“Innovation activities in the area of solar energy conversion technology, including solar chemicals, are key to achieving the decarbonisation targets set by the EU.” Dr Pau Farràs, coordinator of the FlowPhotoChem project
NUI Galway is leading a major project that is developing innovative, sustainable ways to manufacture ethylene using artificial photosynthesis.
The four-year project has received €6.99m from the European Union’s Horizon 2020 research and innovation programme.
The FlowPhotoChem project will pave the way for a range of other green chemicals to be produced solely from sunlight, water and CO2.
Case Study: FlowPhotoChem
If the European Union is to achieve its target of a climate neutral economy by 2050, which will involve reducing carbon dioxide (CO2) emissions by 80–95%, new and disruptive approaches and technologies is needed across all sectors. Reducing emissions is a challenge, in particular, for the chemical industry, one of Europe’s largest manufacturing sectors but also one of the most polluting, emitting over 145 million tonnes of CO2 equivalents each year.
The Horizon 2020-funded FlowPhotoChem project is one of many innovative projects currently developing technology that will help to reduce the chemical sector’s CO2 emissions. The project aims to develop an integrated system of modular reactors that consumes CO2 and uses concentrated sunlight to form ethylene.
Involving 14 partners from eight countries, €6.99 million in EU funding and led by Dr Pau Farràs from the Ryan Institute, NUI Galway, FlowPhotoChem will produce ethylene as a proof-of-concept and will pave the way for a range of other green chemicals to be produced solely from sunlight, water and CO2.
“Innovation activities in the area of solar energy conversion technology, including solar chemicals, are key to achieving the decarbonisation targets set by the EU,” says Dr Farràs.
Combining the expertise of research teams from Ireland, Germany, Hungary, Spain, Switzerland, the Netherlands, Uganda and the UK, FlowPhotoChem’s technology is innovative and so too is the overall aim of the project. “Our new technologies will enable the production of chemicals using solar energy to be carried out in small-scale installations and not just in large-scale infrastructures as at present,” says Dr Farràs. For example, this technology can be used to create small devices that could produce hydrogen peroxide to purify water, responding to the needs of rural, isolated areas in sun-rich countries.”
Unique platform for collaboration
Alongside FlowPhotoChem, Dr Farràs is involved in a number of other EU-funded projects related to green energy and chemicals, including Solar2Chem, SeaFuel and HUGE, and recognises that funding mechanisms such as Horizon 2020 offer a unique platform.
“A wide range of skills is needed on an ambitious project like this, beyond what an individual organisation would have, so collaboration with different partners is compulsory to achieving our goals,” says Dr Farràs
As coordinator of the project, Dr Farràs is tasked not only with keeping on top of the development of the technology but also with managing the integration of academics and industry with different skills.
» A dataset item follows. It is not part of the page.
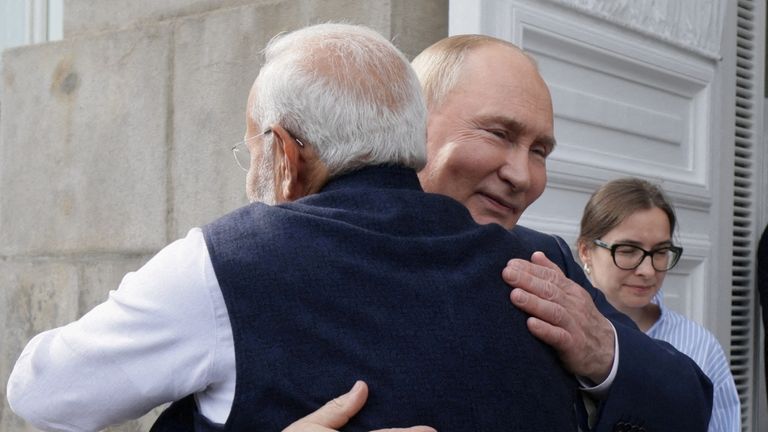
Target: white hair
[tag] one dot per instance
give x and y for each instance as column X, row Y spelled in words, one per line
column 346, row 91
“Our approach is to manage the individual work packages through monthly conference calls to keep everyone engaged and make sure we are on track with the work. This means that when we have larger meetings with all partners, we can talk about the bigger picture because the technical details have already been covered. This kind of management structure is working well. I feel it’s important to have face-to-face interactions; at the moment it’s all virtual meetings but we’re planning for physical workshops next year.”
Advice for Horizon 2020 applicants
Horizon 2020 had a budget of over €80 billion over seven years and its successor, Horizon Europe, will have a significantly bigger budget offering immense opportunities for individuals and consortia to secure funding for cutting-edge research.
However, some potential applicants are wary of the paperwork involved in securing funding.
“It’s true that there is a lot of work involved in putting together projects like this,” admits Dr Farràs. “But my advice would be to use the help that’s available. The support from Enterprise Ireland is fantastic. For both the FlowPhotoChem and the Solar2Chem projects, I applied for and received the Enterprise Ireland Coordinator Grant.
“I needed someone not only to review the proposals but also to help write them. Thanks to the Coordinator Grant I was able to work with a consultant who had a lot of experience in this area, and who also helped with the administrative side of things,” says Dr Farràs
“It was also good that FlowPhotoChem was a two-stage call so the shorter document that we had written for the first stage helped with the longer second stage proposal.”
Personal and professional benefits
Helping to create world-changing technologies brings its own rewards but beyond that the Horizon experience offers personal and professional benefits.
“First of all, when you undertake research with other groups the impact of your research is improved. We’re also seeing that the Horizon proposals increasingly ask for information on the social aspects of the project as well as technical content, so it’s a great way to meet people from both your own discipline and from others,” says Dr Farràs.
“No matter what stage you are at in your career there are benefits to being involved in these projects. For example, there are eight PhD students involved in the FlowPhotoChem research. It’s a great opportunity for them as they will see their individual tasks converge at the end into the final system contributing to a specific and significant application.”